Memory mapped I/O can be used for read/writes to every file in the Neo4j storage. The best performance will be obtained if complete memory mapping of the file can occur, but if there is a shortage of memory for that, then Neo4j tries to optimize the memory use.
Neo4j makes extensive use of the java.nio
native Java package. Use of the native I/O package allows the allocation of memory external to the Java heap, which has to be handled separately. It will also depend on other system processes using memory. Neo4j allocates memory, which is a total of the JVM heap memory and the memory mapping needs, leaving the remaining memory for system processes.
It is not a great idea to use the complete available system memory for heap memory. The Neo4j data store (in the Neo4j database directory) stores the data in separate files which are outlined as follows:
You can configure the memory mapping configurations for the mentioned files separately using the mapped_memory
option along with the following parameters:
neostore.nodestore.db.mapped_memory=75M neostore.relationshipstore.db.mapped_memory=100M neostore.propertystore.db.mapped_memory=180M neostore.propertystore.db.strings.mapped_memory=210M neostore.propertystore.db.arrays.mapped_memory=210M
Let us see an example that Neo4j uses to illustrate mapped memory allocation. In order to tune the settings for memory mapping, we need to first look up the size of the files in the data store in the Neo4j database directory. Let us take a case where the size of the files is found to be as follows:
neostore.nodestore.db: 14MB neostore.propertystore.db: 510MB neostore.propertystore.db.strings: 1.2GB neostore.relationshipstore.db: 304MB
Let us say the system being used has a total memory of 4 GB, with 50 percent reserved for the system programs. The memory allocated to the Java Heap is 1.5 gigabytes leaving about 0.5 gigabytes for memory-mapping purposes.
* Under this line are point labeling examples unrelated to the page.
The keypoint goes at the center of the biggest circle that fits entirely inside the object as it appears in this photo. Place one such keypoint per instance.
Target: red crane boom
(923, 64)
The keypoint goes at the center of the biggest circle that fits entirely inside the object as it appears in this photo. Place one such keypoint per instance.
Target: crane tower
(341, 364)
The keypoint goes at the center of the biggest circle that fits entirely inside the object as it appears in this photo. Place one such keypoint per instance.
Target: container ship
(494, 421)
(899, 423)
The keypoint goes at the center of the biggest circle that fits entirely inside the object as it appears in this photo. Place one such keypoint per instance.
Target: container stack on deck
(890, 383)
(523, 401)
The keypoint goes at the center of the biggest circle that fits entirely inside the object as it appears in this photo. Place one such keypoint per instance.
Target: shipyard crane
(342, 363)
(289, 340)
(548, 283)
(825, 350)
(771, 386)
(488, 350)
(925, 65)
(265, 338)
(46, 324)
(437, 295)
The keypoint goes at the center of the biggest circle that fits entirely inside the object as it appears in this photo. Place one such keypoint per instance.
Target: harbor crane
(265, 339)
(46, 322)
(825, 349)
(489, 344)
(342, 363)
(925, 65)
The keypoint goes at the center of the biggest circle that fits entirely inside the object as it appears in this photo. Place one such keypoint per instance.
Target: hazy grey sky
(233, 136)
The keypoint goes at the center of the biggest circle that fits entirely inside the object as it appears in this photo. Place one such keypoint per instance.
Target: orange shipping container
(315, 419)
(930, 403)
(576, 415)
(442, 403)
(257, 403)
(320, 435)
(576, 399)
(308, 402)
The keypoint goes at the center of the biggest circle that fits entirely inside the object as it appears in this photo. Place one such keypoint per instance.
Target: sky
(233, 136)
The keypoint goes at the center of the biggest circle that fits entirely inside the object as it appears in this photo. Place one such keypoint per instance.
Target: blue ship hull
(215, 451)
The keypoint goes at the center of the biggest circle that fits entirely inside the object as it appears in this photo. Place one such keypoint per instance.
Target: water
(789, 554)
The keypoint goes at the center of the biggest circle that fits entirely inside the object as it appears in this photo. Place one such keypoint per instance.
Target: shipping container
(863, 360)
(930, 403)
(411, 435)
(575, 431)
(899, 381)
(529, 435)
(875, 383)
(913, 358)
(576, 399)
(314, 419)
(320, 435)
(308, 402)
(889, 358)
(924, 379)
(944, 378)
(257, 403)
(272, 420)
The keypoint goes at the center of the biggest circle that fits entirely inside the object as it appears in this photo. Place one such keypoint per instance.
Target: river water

For obtaining optimum traversal speed, you can use a configuration for the memory mapping as follows:
neostore.nodestore.db.mapped_memory=15M neostore.relationshipstore.db.mapped_memory=285M neostore.propertystore.db.mapped_memory=100M neostore.propertystore.db.strings.mapped_memory=100M neostore.propertystore.db.arrays.mapped_memory=0M
Since our data had no file for array based properties, we can safely allocate no memory for memory mapping array based properties.
Memory mapping can also be used to optimize batch insertion speed. Let us take a look at an example that Neo4j uses to demonstrate this. Suppose we have a graph with 10M nodes that are connected with 100M relationships. Every object has distinct primitive and string type properties. For simplicity, let's say there are no array based properties. We need to give more memory to the node and relationship stores. The allocations can be made as follows:
neostore.nodestore.db.mapped_memory=90M neostore.relationshipstore.db.mapped_memory=3G neostore.propertystore.db.mapped_memory=50M neostore.propertystore.db.strings.mapped_memory=100M neostore.propertystore.db.arrays.mapped_memory=0M
The configuration is intended to store the entire graph in memory. A naive way to calculate memory needed for mapping the nodes is by using the number_of_nodes * 9 bytes formula and, as for relationships, it can be number_of_relationships * 33 bytes. You will know why, if you have read about storage basics in the previous chapter. It is important to note that the above configuration requires a Java heap of more than 3.3G since, for batch inserter mode normal, Java buffers which are allocated on the JVM heap memory are used in place of memory mapped ones.